Within natural language generation, there can be a range of complexity. At its simplest form, we see chatbots as a common tool used by companies to automate online support. Often, these have predefined responses to common questions and will end the conversation with something like “Was this a helpful response?” Your answer to this question helps train the algorithm to better answer future questions for others.
On the other end of the spectrum is the type of text that can be produced by models like Generative Pre-Trained Transformer 3 (GPT-3). GPT-3 made headlines this past year when it was released by the company OpenAI as a tool for generating text that is indistinguishable from that of a human. GPT-3 uses a deep learning model trained on a large corpus of human text (deep learning is a subset of machine learning that works on very large complex datasets). Here is an example of what models like GPT-3 can accomplish:
Natural language understanding is the area of NLP that deals with taking a piece of text and processing it in a way for a machine to understand it. Two major examples of this area of NLP are sentiment analysis and topic detection. Sentiment analysis is used to comprehend a piece of text and determine whether or not it represents a positive or negative reflection of its subject. A search of “sentiment analysis of tweets” will provide plenty of examples on how to do this on Twitter data in Python. Topic detection, on the other hand, will group bodies of text based on their keywords. This is important when it comes to taking a large corpus of information and getting an overview about their subjects.

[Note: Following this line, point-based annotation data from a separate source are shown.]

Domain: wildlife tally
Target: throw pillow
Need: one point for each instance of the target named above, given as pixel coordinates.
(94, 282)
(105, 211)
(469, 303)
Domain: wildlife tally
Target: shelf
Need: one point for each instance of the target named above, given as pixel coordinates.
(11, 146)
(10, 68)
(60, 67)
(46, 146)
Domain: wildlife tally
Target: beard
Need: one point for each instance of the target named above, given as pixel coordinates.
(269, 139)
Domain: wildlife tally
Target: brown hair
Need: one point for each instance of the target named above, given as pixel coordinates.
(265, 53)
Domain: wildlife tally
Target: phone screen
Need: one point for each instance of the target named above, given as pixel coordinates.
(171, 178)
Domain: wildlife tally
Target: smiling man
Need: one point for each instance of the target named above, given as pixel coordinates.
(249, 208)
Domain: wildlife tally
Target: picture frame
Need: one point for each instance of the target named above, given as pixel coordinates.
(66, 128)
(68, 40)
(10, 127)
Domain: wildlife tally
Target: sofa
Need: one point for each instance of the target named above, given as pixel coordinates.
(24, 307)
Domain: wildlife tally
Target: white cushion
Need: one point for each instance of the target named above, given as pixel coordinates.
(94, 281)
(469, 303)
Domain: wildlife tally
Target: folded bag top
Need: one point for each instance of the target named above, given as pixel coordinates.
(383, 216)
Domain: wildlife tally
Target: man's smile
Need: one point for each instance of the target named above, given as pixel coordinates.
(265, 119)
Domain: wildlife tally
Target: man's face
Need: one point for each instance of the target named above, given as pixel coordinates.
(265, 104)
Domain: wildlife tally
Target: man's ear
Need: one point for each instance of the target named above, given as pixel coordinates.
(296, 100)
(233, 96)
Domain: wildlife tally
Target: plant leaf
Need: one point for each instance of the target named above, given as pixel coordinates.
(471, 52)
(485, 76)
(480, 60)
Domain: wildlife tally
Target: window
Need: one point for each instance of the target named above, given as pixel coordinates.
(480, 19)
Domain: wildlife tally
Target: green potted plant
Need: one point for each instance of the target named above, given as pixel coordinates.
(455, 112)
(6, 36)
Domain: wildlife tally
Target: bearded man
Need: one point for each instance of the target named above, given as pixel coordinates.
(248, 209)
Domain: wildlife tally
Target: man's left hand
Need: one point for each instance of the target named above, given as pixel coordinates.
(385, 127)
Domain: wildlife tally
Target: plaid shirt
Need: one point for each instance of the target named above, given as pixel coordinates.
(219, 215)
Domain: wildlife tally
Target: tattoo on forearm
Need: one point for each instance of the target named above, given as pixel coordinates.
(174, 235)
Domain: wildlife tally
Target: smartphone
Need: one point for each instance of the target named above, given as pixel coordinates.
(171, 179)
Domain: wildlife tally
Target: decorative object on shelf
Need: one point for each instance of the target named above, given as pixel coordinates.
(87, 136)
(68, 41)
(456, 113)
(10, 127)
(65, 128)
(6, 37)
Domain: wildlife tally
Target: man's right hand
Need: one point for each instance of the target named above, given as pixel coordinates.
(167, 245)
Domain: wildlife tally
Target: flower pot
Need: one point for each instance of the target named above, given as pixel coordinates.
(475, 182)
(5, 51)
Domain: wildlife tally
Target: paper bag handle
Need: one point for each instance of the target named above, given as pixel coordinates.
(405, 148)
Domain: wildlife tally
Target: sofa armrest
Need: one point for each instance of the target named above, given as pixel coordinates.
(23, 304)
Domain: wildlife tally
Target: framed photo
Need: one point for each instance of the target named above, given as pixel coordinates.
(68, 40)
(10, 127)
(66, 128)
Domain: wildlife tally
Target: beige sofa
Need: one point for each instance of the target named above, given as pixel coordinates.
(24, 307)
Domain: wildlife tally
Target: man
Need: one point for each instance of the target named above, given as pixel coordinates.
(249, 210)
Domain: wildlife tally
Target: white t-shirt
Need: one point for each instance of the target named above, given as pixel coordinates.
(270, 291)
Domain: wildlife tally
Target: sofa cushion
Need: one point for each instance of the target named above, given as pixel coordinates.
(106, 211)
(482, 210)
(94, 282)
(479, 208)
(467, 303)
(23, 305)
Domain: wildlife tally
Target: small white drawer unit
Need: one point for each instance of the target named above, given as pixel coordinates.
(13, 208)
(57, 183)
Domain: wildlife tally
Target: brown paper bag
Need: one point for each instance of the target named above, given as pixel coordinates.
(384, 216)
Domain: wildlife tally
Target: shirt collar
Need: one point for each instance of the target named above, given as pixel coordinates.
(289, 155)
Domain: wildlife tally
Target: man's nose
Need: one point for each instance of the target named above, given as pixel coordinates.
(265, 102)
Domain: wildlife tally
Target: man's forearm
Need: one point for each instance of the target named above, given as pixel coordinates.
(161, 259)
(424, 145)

Finally, speech recognition is something that anyone with a smart phone is familiar with. It is the technology upon which Siri is based on. In simplest terms, speech recognition turns audio waves into language that the algorithm can comprehend (natural language understanding) and then back to words that the user can understand (natural language generation). Finally, it converts that text back into audio (if Siri is providing you with a verbal response).
I wanted to write this blog post because I am very interested in natural language processing. I think one of the things that first attracted me to the topic was when I heard of the Chinese room thought experiment.

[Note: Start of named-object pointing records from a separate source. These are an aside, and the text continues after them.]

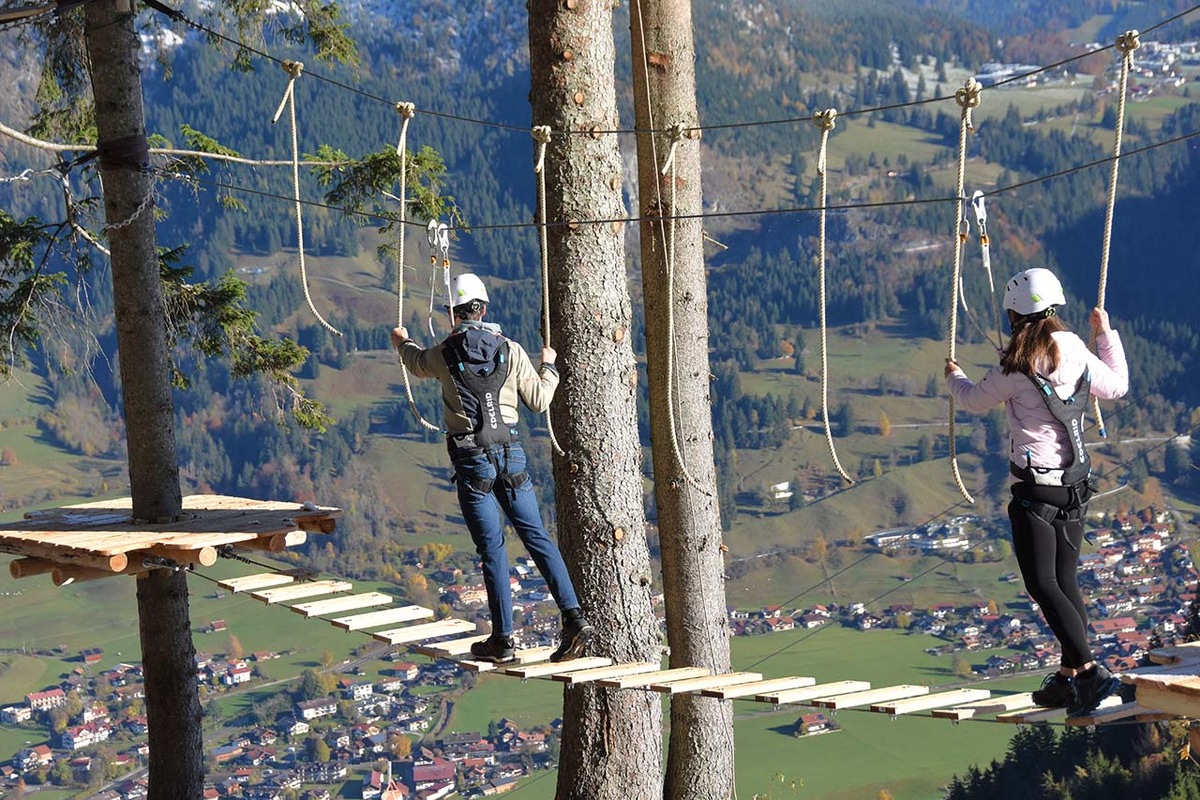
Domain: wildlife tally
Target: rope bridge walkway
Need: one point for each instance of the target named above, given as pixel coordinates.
(96, 540)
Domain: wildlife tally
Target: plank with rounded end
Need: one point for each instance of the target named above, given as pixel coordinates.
(985, 708)
(385, 617)
(252, 582)
(603, 673)
(940, 699)
(295, 591)
(553, 668)
(809, 692)
(760, 687)
(529, 655)
(449, 649)
(337, 605)
(706, 681)
(646, 679)
(882, 695)
(426, 631)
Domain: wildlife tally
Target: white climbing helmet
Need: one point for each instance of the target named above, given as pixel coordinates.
(465, 288)
(1032, 292)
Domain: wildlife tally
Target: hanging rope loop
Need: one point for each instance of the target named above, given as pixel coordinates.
(826, 121)
(1128, 42)
(294, 70)
(969, 97)
(541, 136)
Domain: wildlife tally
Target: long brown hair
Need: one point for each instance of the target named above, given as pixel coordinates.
(1032, 343)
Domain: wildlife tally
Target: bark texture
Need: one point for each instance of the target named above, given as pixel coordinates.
(173, 708)
(611, 746)
(700, 758)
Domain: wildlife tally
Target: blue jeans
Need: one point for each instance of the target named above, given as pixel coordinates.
(485, 488)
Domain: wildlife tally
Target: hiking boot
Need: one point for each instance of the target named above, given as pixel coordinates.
(1092, 687)
(576, 635)
(1057, 692)
(497, 649)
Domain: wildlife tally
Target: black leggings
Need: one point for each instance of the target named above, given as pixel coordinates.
(1048, 554)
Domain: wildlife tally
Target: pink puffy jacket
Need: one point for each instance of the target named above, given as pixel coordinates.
(1032, 428)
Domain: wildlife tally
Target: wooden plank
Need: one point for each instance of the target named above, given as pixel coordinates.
(549, 668)
(529, 655)
(882, 695)
(646, 679)
(1123, 711)
(930, 702)
(450, 649)
(298, 590)
(759, 687)
(1176, 653)
(337, 605)
(809, 692)
(387, 617)
(1162, 698)
(1049, 715)
(985, 708)
(601, 673)
(426, 631)
(251, 582)
(706, 681)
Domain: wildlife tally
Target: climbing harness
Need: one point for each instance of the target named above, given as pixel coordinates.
(294, 70)
(967, 98)
(438, 235)
(825, 120)
(406, 110)
(1126, 43)
(541, 136)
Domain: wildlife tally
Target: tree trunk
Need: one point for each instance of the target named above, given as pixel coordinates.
(173, 708)
(700, 759)
(611, 745)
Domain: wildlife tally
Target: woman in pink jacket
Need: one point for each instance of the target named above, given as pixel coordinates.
(1043, 379)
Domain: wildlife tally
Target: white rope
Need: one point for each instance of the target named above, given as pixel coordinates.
(541, 136)
(1127, 43)
(967, 97)
(294, 68)
(677, 132)
(406, 112)
(51, 146)
(826, 120)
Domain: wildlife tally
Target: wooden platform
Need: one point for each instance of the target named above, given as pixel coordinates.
(97, 540)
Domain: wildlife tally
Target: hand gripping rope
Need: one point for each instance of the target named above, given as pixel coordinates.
(541, 136)
(438, 235)
(1127, 43)
(826, 120)
(406, 112)
(294, 70)
(967, 98)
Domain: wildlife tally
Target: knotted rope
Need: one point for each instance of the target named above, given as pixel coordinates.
(541, 136)
(826, 120)
(1127, 43)
(669, 169)
(967, 97)
(294, 70)
(406, 110)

The idea is that there is a man in a room and he is following an algorithm that given some Chinese characters, he can generate a perfect response to a Chinese speaker on the other end of the room (even though he himself does not know any Chinese). Because he is looking up every response, one can conclude that he does not actually know the answers to these questions. Therefore, he is not truly answering these questions based on his own knowledge.
In my opinion, the man in the room helps answers the question — “How smart is Siri, really?” I just asked her what the elevation of Mt. Everest was and she gave me a perfect answer. As I mentioned at the beginning of my post, language was one of the defining characteristics of what separates us from our earlier primate relatives — it’s what makes us human. However, Siri is just like the man in the Chinese room experiment. She might be able to give us perfect answers, but she doesn’t quite possess the knowledge herself. Not yet at least.